Force est de reconnaître que les opérateurs Fiat sont attaqués là où se trouvent leurs forces. Alors que 65 % de leur gamme se concentre sur les segments A et B, ce sont justement ces deux segments qui ont le plus souffert en 2012 (respectivement - 26 % et - 14 %). “Ce sont des segments où l’on ne gagne pas beaucoup d’argent en temps ordinaire et là où les marges sont quasi inexistantes”, déplore un concessionnaire qui s’interroge sur le plan produits à venir : “On ne voit rien venir, on a l’impression que nous avons été abandonnés par le constructeur, qui n’annonce absolument rien pour nous remonter le moral”, continue-t-il. Principal visé ? Sergio Marchionne. Tous les opérateurs reprochent au grand patron sa stratégie internationale, le rachat de Chrysler et son côté “financier”. “On ne peut rien reprocher à la direction française qui dispose de peu de moyens, mais Sergio Marchionne a complètement abandonné le continent européen pour se consacrer à ses ambitions internationales”, lance Jean-Pierre Froment. “Autant on peut lui attribuer un coup de génie sur la Fiat 500, autant on sent bien que, depuis, l’Europe et les gens qui y travaillent pour les marques ne l’intéressent plus”, ajoute aussi Jean-Paul Lempereur, président du groupe éponyme. Alors que faire ?

Réduire les charges…

“Il convient d’adapter la taille de ses structures par rapport aux volumes actuels et de revoir ses ambitions à la baisse”, apporte Jean-Pierre Froment comme premier élément de réponse. “Il faut tenter de pallier le déficit par d’autres secteurs d’activités comme le VO”, explique-t-il encore. “Nous disposons de surfaces d’exposition surdimensionnées et sous-utilisées pour le VN, à nous de les utiliser pour le VO”, ajoute Robert Landot.
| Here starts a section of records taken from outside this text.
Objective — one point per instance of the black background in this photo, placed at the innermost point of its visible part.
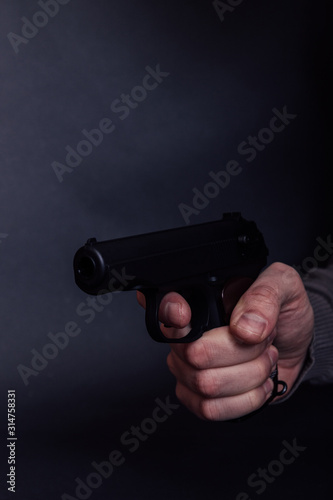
(224, 80)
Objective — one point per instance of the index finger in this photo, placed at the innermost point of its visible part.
(218, 348)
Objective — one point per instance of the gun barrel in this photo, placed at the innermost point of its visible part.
(174, 257)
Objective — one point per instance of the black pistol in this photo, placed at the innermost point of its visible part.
(210, 265)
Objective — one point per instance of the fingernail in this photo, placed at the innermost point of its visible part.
(273, 355)
(172, 310)
(252, 323)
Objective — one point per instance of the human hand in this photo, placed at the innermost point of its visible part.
(226, 373)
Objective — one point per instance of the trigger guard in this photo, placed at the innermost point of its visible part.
(199, 320)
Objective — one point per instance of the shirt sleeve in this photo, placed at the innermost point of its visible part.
(318, 366)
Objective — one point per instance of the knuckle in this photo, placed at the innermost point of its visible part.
(263, 369)
(264, 294)
(209, 410)
(206, 384)
(196, 354)
(255, 399)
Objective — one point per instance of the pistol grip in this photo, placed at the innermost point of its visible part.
(206, 312)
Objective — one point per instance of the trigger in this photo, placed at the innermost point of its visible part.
(232, 292)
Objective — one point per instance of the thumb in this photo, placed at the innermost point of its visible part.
(256, 314)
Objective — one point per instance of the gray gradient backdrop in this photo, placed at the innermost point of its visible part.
(224, 80)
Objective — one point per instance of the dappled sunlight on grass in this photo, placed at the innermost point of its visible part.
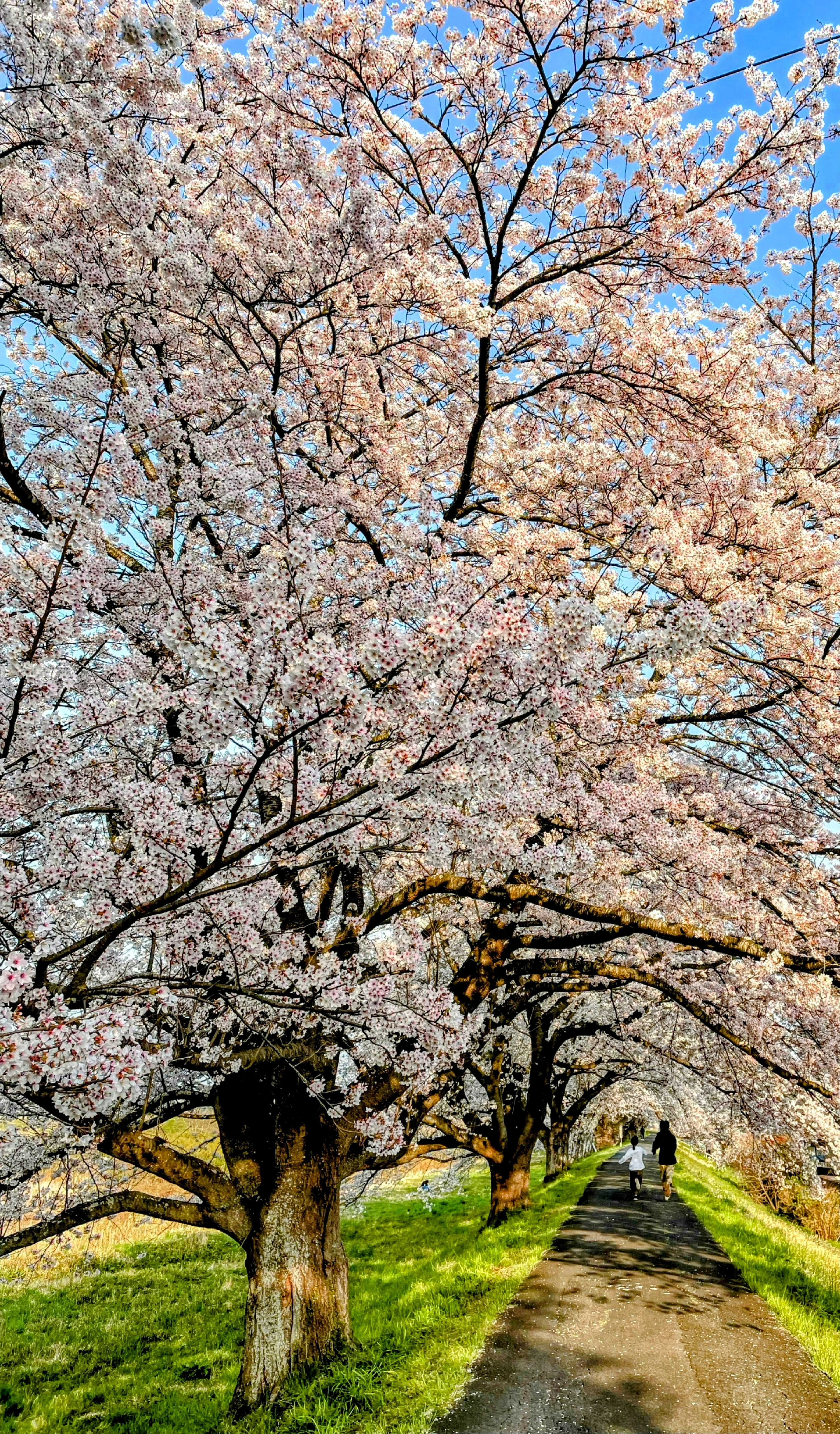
(150, 1344)
(796, 1272)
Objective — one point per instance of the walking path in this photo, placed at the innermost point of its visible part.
(636, 1323)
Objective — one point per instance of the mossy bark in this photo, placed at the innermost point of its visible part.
(283, 1154)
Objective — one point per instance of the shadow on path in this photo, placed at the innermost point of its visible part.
(637, 1321)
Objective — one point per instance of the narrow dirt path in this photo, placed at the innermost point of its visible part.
(636, 1323)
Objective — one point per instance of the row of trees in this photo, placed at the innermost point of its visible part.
(421, 601)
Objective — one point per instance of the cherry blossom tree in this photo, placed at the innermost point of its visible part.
(413, 584)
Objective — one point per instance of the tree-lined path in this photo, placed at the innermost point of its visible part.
(637, 1321)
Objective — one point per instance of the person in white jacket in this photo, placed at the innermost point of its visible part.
(637, 1161)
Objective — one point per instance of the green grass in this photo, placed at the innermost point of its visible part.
(150, 1344)
(798, 1274)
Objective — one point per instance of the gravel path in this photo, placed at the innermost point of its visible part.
(636, 1323)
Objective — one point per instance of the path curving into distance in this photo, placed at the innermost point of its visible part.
(637, 1323)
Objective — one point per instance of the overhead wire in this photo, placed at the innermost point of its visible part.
(785, 55)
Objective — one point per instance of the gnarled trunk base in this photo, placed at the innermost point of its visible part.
(509, 1191)
(557, 1154)
(283, 1154)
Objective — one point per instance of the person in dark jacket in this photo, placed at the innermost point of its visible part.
(666, 1144)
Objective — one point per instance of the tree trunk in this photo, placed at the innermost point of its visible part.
(283, 1155)
(557, 1154)
(509, 1188)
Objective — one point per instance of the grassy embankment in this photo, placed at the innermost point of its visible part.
(148, 1343)
(798, 1274)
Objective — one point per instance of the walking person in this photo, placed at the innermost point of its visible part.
(666, 1144)
(637, 1162)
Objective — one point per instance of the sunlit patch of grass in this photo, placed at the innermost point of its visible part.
(150, 1344)
(796, 1272)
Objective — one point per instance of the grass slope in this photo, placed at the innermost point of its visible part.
(150, 1343)
(798, 1274)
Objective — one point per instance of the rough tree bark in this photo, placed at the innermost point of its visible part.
(283, 1154)
(557, 1151)
(511, 1185)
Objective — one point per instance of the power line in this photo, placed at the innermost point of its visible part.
(786, 55)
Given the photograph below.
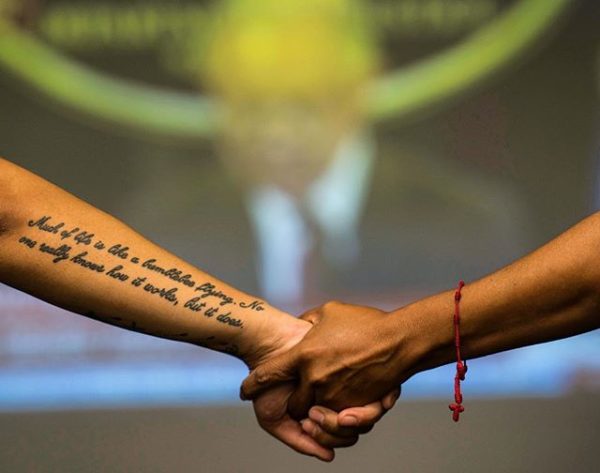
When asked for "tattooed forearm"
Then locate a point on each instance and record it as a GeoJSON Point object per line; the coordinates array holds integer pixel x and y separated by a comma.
{"type": "Point", "coordinates": [210, 301]}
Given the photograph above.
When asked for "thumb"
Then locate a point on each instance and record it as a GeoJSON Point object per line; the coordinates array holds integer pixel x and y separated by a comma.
{"type": "Point", "coordinates": [274, 371]}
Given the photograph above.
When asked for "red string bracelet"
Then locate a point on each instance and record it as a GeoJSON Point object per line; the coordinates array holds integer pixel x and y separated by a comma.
{"type": "Point", "coordinates": [461, 366]}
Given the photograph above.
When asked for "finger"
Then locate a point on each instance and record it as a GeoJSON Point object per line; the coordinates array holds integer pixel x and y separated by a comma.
{"type": "Point", "coordinates": [390, 399]}
{"type": "Point", "coordinates": [300, 401]}
{"type": "Point", "coordinates": [275, 371]}
{"type": "Point", "coordinates": [326, 439]}
{"type": "Point", "coordinates": [290, 432]}
{"type": "Point", "coordinates": [313, 316]}
{"type": "Point", "coordinates": [327, 420]}
{"type": "Point", "coordinates": [361, 418]}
Quant à Jean-Marc Le Tacon, distributeur à Rennes (35), il préconise de “baisser d’au moins 30 points les charges de structure et de réduire la voilure le plus possible, c’est aujourd’hui le seul moyen”. Lui-même a d’ailleurs recentré ses activités dans la capitale bretonne pour confier les territoires annexes de Rennes, qu’il dirigeait, à des agents extérieurs. D’autres ont répondu favorablement aux sirènes coréennes, comme Jean-Pierre Froment avec Hyundai à Troyes et Auxerre tout récemment.

Mais après ? … et attendre

On l’aura compris, l’incertitude règne dans les rangs et le constructeur l’a bien saisi. Mardi 8 janvier s’est tenue à Trappes la convention du réseau, où les opérateurs des marques du groupe Fiat étaient invités à rencontrer les dirigeants français. “Ils ont fait leur mea culpa et admis qu’au moins 10 % des 24 % de baisse des volumes pouvait leur être imputée”, témoigne Jean-Paul Lempereur. Conformément à ce que nous révèle Michel Védrenne, le constructeur accompagnera le réseau ces prochains mois. Celui-ci s’est engagé à “intensifier les ventes sans conditions, à rendre la marque plus accessible, à multiplier les séries spéciales pour la marque Alfa Romeo, à tirer du volume de chacune des marques, à accentuer la communication de sorte à ce que Fiat revienne plus fréquemment dans la shopping-list”. En somme, attendre que passe la tempête. “Ne tirons pas sur l’ambulance”, résume Jean-Marc Le Tacon, quand Jean-Pierre Froment prône également l’attentisme : “Il faut passer le mieux possible 2013, ensuite, nous verrons”, conclut-il.